Dermoid cysts, also called teratomas, contain tissue, including actual hair, skin, or even teeth, because they are created from embryonic cells. They aren’t related to the normal function of one’s menstrual cycle, the way simple cysts are. Dermoids are rarely cancerous, but they are always wild. The one on my left ovary had grown to the size of a small grapefruit. It did have hair and skin in it, but, disappointingly, no teeth.
I had a great surgeon, who was able to remove the cyst from my ovary without damaging the ovary itself, which was about a quarter of the size of the cyst by the time I had surgery. Before I went into surgery, I had to sign a release confirming that I was aware I might lose my left ovary. The first thing I wanted to know, when I came out of anesthesia and could think and talk again, was: Do I have my ovary? I was lucky.
The recovery process was slow. For several days, I could only walk around the apartment. It was a big deal when I made it all the way around the block. I was surrounded by people to help take care of me. Again, I was very lucky.
In the 15 months since I had surgery, I have heard from no less than 100 women that they or someone they know have also had an ovarian cyst removed, or some complications stemming from a dermoid or simple ovarian cyst.
These days my periods are much more gentle. I still have pain on the first day of my cycle, but it’s nothing like it used to be.
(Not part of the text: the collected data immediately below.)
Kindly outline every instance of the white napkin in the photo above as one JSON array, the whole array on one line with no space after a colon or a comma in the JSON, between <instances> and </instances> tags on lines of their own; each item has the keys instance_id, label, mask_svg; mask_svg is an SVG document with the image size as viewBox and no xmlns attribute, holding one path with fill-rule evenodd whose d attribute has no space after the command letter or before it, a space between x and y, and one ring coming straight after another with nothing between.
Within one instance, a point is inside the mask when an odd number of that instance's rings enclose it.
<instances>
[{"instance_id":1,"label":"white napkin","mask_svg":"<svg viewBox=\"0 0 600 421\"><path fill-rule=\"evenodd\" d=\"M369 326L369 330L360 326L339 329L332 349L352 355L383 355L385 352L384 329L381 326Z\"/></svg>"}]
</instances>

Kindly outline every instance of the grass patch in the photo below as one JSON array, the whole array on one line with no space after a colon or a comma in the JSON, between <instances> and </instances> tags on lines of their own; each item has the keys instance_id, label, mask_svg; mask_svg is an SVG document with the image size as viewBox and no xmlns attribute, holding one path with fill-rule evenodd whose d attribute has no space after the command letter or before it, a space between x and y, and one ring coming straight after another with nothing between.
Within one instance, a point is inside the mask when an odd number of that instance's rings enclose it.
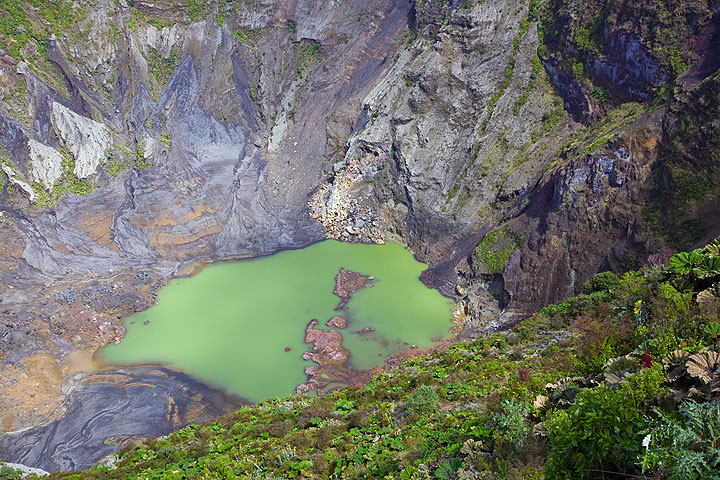
<instances>
[{"instance_id":1,"label":"grass patch","mask_svg":"<svg viewBox=\"0 0 720 480\"><path fill-rule=\"evenodd\" d=\"M187 0L187 15L191 22L199 22L205 20L210 14L210 4L198 0Z\"/></svg>"},{"instance_id":2,"label":"grass patch","mask_svg":"<svg viewBox=\"0 0 720 480\"><path fill-rule=\"evenodd\" d=\"M322 46L316 42L306 42L300 47L300 59L295 71L295 78L299 79L313 65L323 61Z\"/></svg>"},{"instance_id":3,"label":"grass patch","mask_svg":"<svg viewBox=\"0 0 720 480\"><path fill-rule=\"evenodd\" d=\"M525 235L507 226L489 232L473 251L474 265L484 265L490 273L501 273L510 255L525 243Z\"/></svg>"},{"instance_id":4,"label":"grass patch","mask_svg":"<svg viewBox=\"0 0 720 480\"><path fill-rule=\"evenodd\" d=\"M162 86L168 82L173 72L175 71L175 66L177 65L177 57L177 47L173 47L173 49L170 51L170 55L167 57L163 57L162 53L160 53L159 50L156 50L152 47L148 48L148 54L145 59L148 62L148 68L150 69L150 73L155 78L160 88L162 88Z\"/></svg>"},{"instance_id":5,"label":"grass patch","mask_svg":"<svg viewBox=\"0 0 720 480\"><path fill-rule=\"evenodd\" d=\"M267 34L267 29L240 27L233 30L232 35L238 42L247 45L253 50L257 48L258 42Z\"/></svg>"},{"instance_id":6,"label":"grass patch","mask_svg":"<svg viewBox=\"0 0 720 480\"><path fill-rule=\"evenodd\" d=\"M125 170L125 164L122 160L119 160L115 155L111 155L105 166L105 171L113 178L117 177L120 172Z\"/></svg>"}]
</instances>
I have to keep an eye on my ovaries and go for ultrasounds every nine months or so, to be sure no new cysts are lurking. So far, so good.
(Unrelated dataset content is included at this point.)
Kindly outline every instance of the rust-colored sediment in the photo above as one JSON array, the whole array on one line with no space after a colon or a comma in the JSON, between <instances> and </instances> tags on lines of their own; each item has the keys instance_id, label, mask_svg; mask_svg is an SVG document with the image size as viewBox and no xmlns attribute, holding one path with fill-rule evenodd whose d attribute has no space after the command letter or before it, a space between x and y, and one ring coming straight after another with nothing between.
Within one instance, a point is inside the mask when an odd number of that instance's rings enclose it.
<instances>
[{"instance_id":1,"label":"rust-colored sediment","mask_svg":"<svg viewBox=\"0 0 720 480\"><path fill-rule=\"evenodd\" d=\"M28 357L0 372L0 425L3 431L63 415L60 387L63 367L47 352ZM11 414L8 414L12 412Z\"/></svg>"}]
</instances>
If you have as-yet undiagnosed health issues that are flaring up around your cycle, I’d urge you to find a good gynecologist and, if your symptoms are like mine, go in for an ultrasound. Serious or even vague pelvic pain around your period (or any time; sometimes I’d be in pain in the middle of my cycle) could be a sign that something more than cramps is afoot. It’s never fun to go through an experience like mine, but I am glad I was already armed with knowledge going into it—and I hope I never have to experience anything like it again.
[Editor’s Note: As ever, we are not doctors or medical know-it-alls. And everybody is different, so make sure to check with a doctor about all of your options.]